The New York State Senate unanimously passed a resolution Tuesday that recognizes the suffering endured by Korean women forced to work as sex slaves for the Japanese military during World War II.

It was the second time a state legislative body in the United States adopted a resolution on the so-called comfort women following one passed by the California State Assembly in 1999.

“During the Japanese colonial and wartime occupation of Asia and the Pacific Islands from the 1930s through the duration of World War II, approximately 200,000 young women were coerced into the comfort women system of forced military prostitution,” the resolution stated. “On June 16, 2012, the Comfort Women Memorial Monument was established in the Veterans Memorial at Eisenhower Park in Westbury, New York .?.?. The Memorial Monument symbolizes suffering endured by comfort women and serves as a reminder of the crime against humanity committed through the comfort women system.”

The resolution was adopted two weeks after Senator Tony Avella, a Democrat from Queens, introduced it.

Initially, resolution No. 304 included a statement supporting surviving comfort women and their request for an apology from the Japanese government.
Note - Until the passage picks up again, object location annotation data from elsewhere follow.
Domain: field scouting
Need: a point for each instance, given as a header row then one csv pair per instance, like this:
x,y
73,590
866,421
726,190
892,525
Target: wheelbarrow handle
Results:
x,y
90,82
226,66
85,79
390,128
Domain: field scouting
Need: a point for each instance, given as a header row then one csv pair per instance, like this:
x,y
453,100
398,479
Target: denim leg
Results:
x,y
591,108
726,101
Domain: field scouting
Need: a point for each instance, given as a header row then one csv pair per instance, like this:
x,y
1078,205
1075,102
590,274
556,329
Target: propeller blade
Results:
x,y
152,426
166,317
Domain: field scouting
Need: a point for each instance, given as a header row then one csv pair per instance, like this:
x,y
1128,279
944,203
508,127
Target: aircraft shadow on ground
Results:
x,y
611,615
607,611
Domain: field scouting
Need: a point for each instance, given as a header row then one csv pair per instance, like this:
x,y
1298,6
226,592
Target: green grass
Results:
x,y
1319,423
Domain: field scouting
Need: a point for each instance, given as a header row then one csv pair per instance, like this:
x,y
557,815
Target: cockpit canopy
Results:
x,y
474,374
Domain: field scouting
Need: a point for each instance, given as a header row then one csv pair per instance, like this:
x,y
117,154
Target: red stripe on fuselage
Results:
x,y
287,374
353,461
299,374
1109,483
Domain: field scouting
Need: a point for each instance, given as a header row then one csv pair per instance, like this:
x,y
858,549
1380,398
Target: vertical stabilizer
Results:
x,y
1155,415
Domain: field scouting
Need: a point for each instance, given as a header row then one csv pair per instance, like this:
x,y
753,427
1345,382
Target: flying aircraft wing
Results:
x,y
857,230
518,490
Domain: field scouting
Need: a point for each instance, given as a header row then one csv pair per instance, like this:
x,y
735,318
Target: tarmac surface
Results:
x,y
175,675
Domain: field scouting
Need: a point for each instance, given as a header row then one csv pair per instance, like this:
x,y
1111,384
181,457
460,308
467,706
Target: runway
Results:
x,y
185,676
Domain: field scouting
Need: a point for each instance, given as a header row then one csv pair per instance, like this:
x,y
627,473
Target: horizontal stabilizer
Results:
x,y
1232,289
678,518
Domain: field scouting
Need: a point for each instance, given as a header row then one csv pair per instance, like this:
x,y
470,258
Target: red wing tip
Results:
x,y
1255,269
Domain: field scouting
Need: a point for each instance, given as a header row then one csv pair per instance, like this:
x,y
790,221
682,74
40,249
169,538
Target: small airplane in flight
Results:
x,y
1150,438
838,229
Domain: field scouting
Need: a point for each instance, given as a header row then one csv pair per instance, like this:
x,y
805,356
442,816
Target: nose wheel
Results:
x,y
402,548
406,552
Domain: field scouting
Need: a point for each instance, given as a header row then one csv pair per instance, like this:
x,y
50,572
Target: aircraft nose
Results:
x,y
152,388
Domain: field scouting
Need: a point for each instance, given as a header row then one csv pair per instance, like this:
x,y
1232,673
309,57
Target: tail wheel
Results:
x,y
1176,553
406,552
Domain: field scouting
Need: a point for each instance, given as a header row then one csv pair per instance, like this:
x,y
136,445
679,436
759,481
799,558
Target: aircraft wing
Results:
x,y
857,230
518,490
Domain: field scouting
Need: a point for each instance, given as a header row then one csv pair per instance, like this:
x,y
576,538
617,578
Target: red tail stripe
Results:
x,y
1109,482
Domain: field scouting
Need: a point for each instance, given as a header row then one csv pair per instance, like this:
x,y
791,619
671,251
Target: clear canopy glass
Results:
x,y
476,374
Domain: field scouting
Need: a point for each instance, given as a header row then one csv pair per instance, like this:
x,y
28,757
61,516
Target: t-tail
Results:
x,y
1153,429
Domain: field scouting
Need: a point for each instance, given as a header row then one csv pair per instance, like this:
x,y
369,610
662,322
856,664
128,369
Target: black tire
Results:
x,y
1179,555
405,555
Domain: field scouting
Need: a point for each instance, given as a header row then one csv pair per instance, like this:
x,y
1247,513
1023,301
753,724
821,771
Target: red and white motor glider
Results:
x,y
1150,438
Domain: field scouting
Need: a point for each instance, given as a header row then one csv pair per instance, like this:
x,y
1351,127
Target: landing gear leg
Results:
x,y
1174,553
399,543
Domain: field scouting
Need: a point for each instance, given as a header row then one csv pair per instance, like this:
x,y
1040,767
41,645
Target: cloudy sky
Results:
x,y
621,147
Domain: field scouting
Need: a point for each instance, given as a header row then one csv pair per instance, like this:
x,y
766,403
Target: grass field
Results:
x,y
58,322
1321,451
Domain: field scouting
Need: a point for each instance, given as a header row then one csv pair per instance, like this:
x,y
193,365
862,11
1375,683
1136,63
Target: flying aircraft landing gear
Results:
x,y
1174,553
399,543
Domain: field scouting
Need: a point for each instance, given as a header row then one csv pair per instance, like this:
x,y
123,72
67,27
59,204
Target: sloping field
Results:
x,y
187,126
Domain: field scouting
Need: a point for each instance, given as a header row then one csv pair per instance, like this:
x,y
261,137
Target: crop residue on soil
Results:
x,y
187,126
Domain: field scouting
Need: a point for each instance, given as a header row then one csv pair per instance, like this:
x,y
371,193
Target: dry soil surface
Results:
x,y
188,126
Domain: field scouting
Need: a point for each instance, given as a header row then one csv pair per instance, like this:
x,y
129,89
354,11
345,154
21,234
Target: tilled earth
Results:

That part was taken because of the State Senate’s rule not to interfere in international affairs.

According to reports, threatening e-mails from Japan were sent to Avella and other lawmakers saying the so-called comfort women were volunteer prostitutes.

“There were some very nasty e-mails from Japan sent not only to me but members of the Assembly and the Senate,” Avella said. “To me, and I could be wrong, but I know the difference between an ordinary individual sending an e-mail and an organized effort. This seemed to me as an organized effort.”

Avella added that the “e-mails were of such of a derogatory nature that this was not only an attempt to stop the resolution but condemning anybody who is thinking about this.”

Lee Chul-woo, president of the Korean American Public Affairs Committee, who helped push the resolution, said, “I hope that with the passing of the resolution, the comfort women issue be solved in a swift manner, and also, that the New York State Assembly also adopts the resolution soon.”

“You can’t change history, it happened,” Avella said. “Let’s acknowledge that it happened.”